On 9/5/19 5:00 AM, Alexander Ivash wrote:
Thank you for fast response, but my question is purely about QML. On
C++ side I have a lot of ways for nullifying / erasing sensitive
information*after*  it is not needed (let say after particular QML
screen gets' closed). But on QML / JS side I have no any control at
all. Would be great if one of QML guys could step in and comment too.

The correct solution is to never use QML for anything. It's a needless burden on the processor _and_ it's insecure. Who wouldn't want to write everything with that???

Thiago tried to point you in the correct direction, but I think you missed it. All data must be owned by C++. Never use Q_PROPERTY() so you can control the lifespan and communications.
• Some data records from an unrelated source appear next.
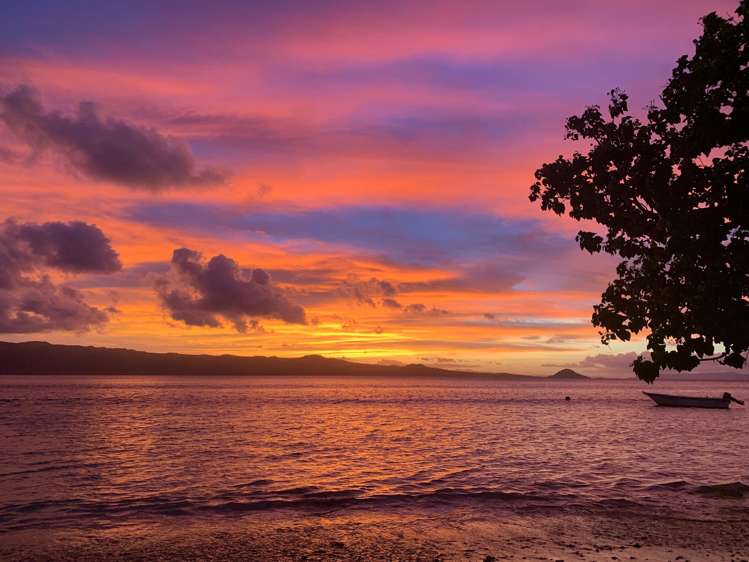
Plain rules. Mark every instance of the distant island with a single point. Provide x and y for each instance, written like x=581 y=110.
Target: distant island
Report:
x=568 y=374
x=42 y=358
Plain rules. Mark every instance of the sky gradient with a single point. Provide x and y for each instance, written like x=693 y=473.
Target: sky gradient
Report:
x=287 y=178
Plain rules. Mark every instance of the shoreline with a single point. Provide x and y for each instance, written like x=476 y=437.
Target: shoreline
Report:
x=437 y=533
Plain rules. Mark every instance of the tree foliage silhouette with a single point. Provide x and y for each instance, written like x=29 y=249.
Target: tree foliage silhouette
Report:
x=671 y=197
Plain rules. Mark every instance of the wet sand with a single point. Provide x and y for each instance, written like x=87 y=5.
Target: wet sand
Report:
x=444 y=533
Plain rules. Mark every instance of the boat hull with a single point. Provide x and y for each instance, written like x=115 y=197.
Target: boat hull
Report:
x=688 y=401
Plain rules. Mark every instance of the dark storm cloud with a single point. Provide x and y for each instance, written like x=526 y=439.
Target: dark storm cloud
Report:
x=202 y=294
x=29 y=300
x=104 y=149
x=419 y=236
x=43 y=306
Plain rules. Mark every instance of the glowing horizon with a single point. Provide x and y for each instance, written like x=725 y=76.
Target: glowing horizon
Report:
x=375 y=162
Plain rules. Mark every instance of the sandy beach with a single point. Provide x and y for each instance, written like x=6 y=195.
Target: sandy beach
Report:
x=456 y=532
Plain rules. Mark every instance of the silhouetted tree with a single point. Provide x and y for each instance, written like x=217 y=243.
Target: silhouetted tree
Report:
x=671 y=196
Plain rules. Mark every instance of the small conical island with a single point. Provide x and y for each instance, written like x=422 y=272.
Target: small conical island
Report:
x=568 y=374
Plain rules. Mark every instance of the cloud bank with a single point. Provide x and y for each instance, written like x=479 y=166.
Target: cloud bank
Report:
x=29 y=300
x=202 y=294
x=104 y=149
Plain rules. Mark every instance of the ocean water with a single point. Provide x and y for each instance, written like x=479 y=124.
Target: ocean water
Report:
x=77 y=451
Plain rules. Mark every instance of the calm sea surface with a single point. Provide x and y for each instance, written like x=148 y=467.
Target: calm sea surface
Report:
x=102 y=449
I'm guessing you prompt for a username &/or password and have one control enter the entire thing. Upon success you navigate to a new dialog/screen/whatever and the insecure luggage is left laying around.

You can "solve" this problem architecturally by not doing that.

Cheap hack #1: assign both fields new values once validated, say "*****" and force screen update before navigating away.

A much better solution would be to have your own entry control which sends each character back to C++ and displays first a string with that character, then after 1-3 seconds changes all visible characters to a * so the string in QML never contains the complete username or password. Perform all validation logic within C++ and have C++ own the data. Let QML be no more than a screen surface.

The best solution would be to use Widgets.